Artist, Lanu Varvaro was born in London, to parents of Sicilian and South American decent. Growing up, Varvaro lived solely with her mother and has travelled back and forth to Palermo in Sicily every year. Varvaro’s video Our Journey, captures a conversation with her mother about her experiences of immigration, displacement, home and travel. Here, Varvaro talks to Jungle about her own sense of displacement as a child of an immigrant growing up in London, her love of Palermo and the thoughts behind her video.

i. Born in London

I know that one good thing that this society offers is a chance to feel relaxed with people from all cultures. Yet I also feel that there is not such a great sense of community as there should be considering all the people we live amongst, I feel London has definitely changed over the years. When I was very young there was more things happening for families of different countries to try and bring them together, and this change makes me quite sad. I feel like London has become more a place of solitude, where you see people for a short period, there is not the strong warm Mediterrenean-like community bond amongst people. That bond is what I appreciate when I am in Palermo, and I don’t really get it in London.

However much London calls itself tolerant, and open, I find that is even less true. Yes we are ‘welcomed’ but still some of us feel this city isn’t really our home, I wonder whether why it is that a high percentage of us still feel displaced in a city where we were born. I used to think it was personal, but the more I spoke to other young people whose parents were immigrants the more I felt I could relate to their feeling of displacement.

ii. Travelling to my mothers home

I remember we were amongst the first families that would travel from Palermo to London, and back, there were only Sicilian families on the plane, no tourists, and not many young people in their 20s on their own. That is definitely something that has changed. As I grew older, I began to create a stronger bond with people in London, and money became tight, so we flew to Palermo only for the summer and Christmas and then it became just for the summer.

iii. Palermo

Palermo is the city that gave me a sense of hope for the future, which seems absurd to most since the political and living situation is far from ideal. Yet coming from a fast paced and frenetic lifestyle in London, when I was depressed at times as a young teen, the slow paced Palermo was the place that was open for me to go to. It was the place that helped me to orientate my life in the right direction so that when I returned to London I had re found my inner self. I feel that having the possibility to come to Sicily even if now it is only for the summer, it is a great privilege, as a lot of young people in my situation do not get the chance to leave London.
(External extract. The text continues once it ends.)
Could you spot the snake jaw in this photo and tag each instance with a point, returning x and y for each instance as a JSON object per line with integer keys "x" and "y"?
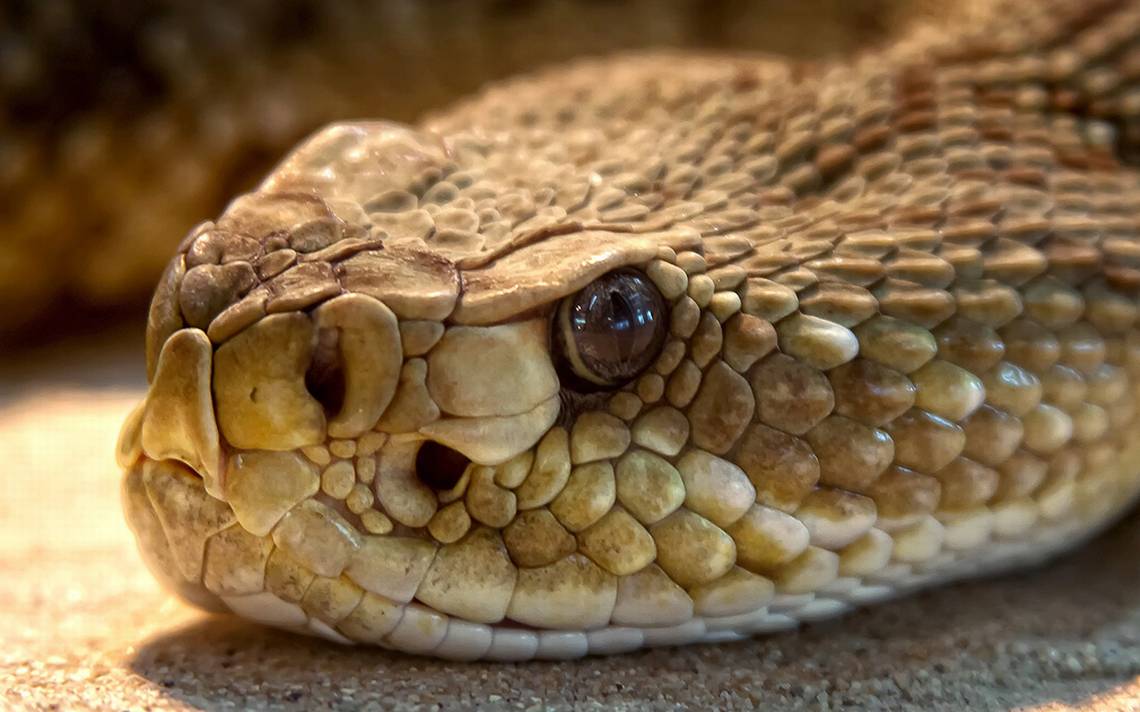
{"x": 820, "y": 428}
When I travel to Palermo, I feel like the young people of children of immigrants are more peaceful. There may be a greater poverty, but people are happier. I can’t explain it I feel you need go there and live there to understand.

iv. Our Journey

My video was a way to get this subject of home off my chest. This topic has been bugging me for quite a while, and I wanted to discuss it with my mother who has been an integral part of my life as a person and who has experienced the direct affect of being an immigrant in London.

I was coming back from a long road trip down the motorway with my mum from Agrigento back to Palermo, and this one sun spot and the sunset, mountains, and car moving seemed the ideal imagery to use as a backdrop whilst my mum spoke in the video I was going to create. The car heads on a journey, yet it is also coming home. The scene of the lit up chair with no person sitting represents my mum. I did not think it was necessary to literally have my mum there, the chair acted more as a metaphor for a strong presence in my life. I also wanted to include some movement in some of the scenes of the chair and had the idea to have some slow and fast animations of the books, the books representing my mothers’ great love of culture. I wanted the books to disappear one by one from the chair as if the books were individual dancers, with human like qualities.

v. Home

Home should be a place where you feel at ease and have a family around that are supportive. Yet that can be difficult when you are made up of two different countries and are born in a third country. When I am in Palermo I am not on holiday and I am not there as a tourist, I live there as one of the locals… There is a saying in Italian, that a ‘foreigner cries two times when he comes to the south, once when he arrives and the other when he leaves,’ that is definitely a quote I relate to. There is too something magical about this beautiful island that is very hard to let go of.